When music makes a scene - Characterizing music in multimedia contexts via user scene descriptions

Publication TypeJournal Article
Year of Publication2013
AuthorsLiem, CCS, Larson, MA, Hanjalic, A
JournalInternational Journal of Multimedia Information Retrieval
Keywordsannotation, cross-modal connotation, Crowdsourcing, music information retrieval, narrative structure, user studies

Music frequently occurs as an important reinforcing and meaning-creating element in multimodal human experiences. This way, cross-modal connotative associations are established, which are actively exploited in professional multimedia productions. A lay user who wants to use music in a similar way may have a result in mind, but may lack the right musical vocabulary to express the corresponding information need. However, if the connotative associations between music and visual narrative are strong enough, characterizations of music in terms of a narrative multimedia context can be envisioned.
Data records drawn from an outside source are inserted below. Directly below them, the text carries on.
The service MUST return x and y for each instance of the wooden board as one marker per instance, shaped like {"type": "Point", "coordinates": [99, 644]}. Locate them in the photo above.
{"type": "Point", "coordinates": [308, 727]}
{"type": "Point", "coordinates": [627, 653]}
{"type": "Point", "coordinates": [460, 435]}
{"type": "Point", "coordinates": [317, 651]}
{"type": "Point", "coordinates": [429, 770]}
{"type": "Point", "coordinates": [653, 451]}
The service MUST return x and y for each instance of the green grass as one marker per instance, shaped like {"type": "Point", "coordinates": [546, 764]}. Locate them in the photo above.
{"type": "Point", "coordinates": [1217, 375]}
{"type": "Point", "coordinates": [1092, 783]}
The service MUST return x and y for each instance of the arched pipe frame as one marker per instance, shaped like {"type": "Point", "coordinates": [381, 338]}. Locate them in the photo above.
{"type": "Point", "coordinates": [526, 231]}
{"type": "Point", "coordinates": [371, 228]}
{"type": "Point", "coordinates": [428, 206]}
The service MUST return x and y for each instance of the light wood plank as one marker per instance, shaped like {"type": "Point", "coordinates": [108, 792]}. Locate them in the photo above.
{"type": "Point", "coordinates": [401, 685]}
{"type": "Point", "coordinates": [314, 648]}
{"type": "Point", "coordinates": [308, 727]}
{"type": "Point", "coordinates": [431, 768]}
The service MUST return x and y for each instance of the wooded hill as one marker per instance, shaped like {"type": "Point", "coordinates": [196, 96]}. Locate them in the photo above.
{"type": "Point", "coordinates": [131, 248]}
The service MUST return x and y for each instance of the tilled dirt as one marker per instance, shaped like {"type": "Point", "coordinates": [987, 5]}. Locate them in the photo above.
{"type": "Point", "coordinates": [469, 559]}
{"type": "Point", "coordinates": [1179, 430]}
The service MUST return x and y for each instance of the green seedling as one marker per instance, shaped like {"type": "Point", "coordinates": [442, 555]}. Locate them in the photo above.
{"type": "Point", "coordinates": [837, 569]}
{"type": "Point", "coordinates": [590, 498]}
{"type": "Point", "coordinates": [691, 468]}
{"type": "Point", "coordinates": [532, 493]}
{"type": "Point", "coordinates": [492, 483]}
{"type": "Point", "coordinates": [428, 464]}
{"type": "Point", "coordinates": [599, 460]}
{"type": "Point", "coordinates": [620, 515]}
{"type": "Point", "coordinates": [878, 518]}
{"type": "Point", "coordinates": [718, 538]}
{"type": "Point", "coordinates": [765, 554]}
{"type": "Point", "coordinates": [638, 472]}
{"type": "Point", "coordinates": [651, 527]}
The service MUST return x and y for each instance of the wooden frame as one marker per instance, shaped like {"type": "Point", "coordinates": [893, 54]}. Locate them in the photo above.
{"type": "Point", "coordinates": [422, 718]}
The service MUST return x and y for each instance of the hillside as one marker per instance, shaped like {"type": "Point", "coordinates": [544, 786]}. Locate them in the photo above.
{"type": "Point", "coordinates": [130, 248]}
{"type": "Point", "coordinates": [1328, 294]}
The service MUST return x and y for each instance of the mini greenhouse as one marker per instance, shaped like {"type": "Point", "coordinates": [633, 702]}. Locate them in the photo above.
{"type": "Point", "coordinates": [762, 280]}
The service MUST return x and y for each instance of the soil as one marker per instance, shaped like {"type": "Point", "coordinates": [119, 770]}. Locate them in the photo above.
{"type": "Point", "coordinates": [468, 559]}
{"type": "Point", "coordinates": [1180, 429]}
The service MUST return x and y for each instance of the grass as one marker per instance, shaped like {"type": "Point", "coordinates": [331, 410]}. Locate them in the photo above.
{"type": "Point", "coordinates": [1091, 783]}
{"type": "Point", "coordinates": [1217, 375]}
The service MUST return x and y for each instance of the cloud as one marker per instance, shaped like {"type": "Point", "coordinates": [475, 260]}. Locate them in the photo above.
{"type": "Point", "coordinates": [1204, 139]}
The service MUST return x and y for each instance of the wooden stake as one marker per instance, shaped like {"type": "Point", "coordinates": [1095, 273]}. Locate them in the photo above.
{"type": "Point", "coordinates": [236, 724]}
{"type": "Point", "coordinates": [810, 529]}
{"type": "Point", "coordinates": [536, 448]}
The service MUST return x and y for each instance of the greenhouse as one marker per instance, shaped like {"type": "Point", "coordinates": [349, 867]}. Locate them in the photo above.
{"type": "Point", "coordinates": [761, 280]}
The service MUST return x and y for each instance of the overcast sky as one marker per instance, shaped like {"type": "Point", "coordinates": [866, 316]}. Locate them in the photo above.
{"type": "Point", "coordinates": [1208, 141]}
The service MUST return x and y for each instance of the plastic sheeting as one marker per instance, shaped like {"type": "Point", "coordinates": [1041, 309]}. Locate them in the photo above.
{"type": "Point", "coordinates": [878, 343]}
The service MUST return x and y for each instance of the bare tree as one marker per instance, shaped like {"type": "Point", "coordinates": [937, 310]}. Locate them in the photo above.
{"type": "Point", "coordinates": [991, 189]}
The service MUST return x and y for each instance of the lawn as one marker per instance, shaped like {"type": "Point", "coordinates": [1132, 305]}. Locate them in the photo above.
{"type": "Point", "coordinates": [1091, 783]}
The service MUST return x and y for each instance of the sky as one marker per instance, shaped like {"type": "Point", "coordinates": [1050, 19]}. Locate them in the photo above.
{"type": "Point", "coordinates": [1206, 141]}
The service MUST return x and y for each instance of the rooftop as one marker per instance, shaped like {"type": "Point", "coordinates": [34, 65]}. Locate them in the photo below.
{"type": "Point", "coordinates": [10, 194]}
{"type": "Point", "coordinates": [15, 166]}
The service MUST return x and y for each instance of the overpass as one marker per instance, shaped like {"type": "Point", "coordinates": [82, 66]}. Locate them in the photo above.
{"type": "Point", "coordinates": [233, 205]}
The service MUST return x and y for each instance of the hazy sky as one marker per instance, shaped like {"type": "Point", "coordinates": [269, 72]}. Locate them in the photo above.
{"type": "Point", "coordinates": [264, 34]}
In this article, we present the outcomes of a user study considering this problem. Through a survey for which respondents were recruited via crowdsourcing methods, we solicited descriptions of cinematic situations for which fragments of royalty-free production music would be suitable soundtracks. As we will show, these descriptions can reliably be recognized by other respondents as belonging to the music fragments that triggered them. We do not fix any description vocabulary beforehand, but rather give respondents a lot of freedom to express their associations. From these free descriptions, common narrative elements emerge that can be generalized in terms of event structure. The insights gained this way can be used to inform new conceptual foundations for supervised methods, and to provide new perspectives on meaningful and multimedia context-aware querying, retrieval and analysis.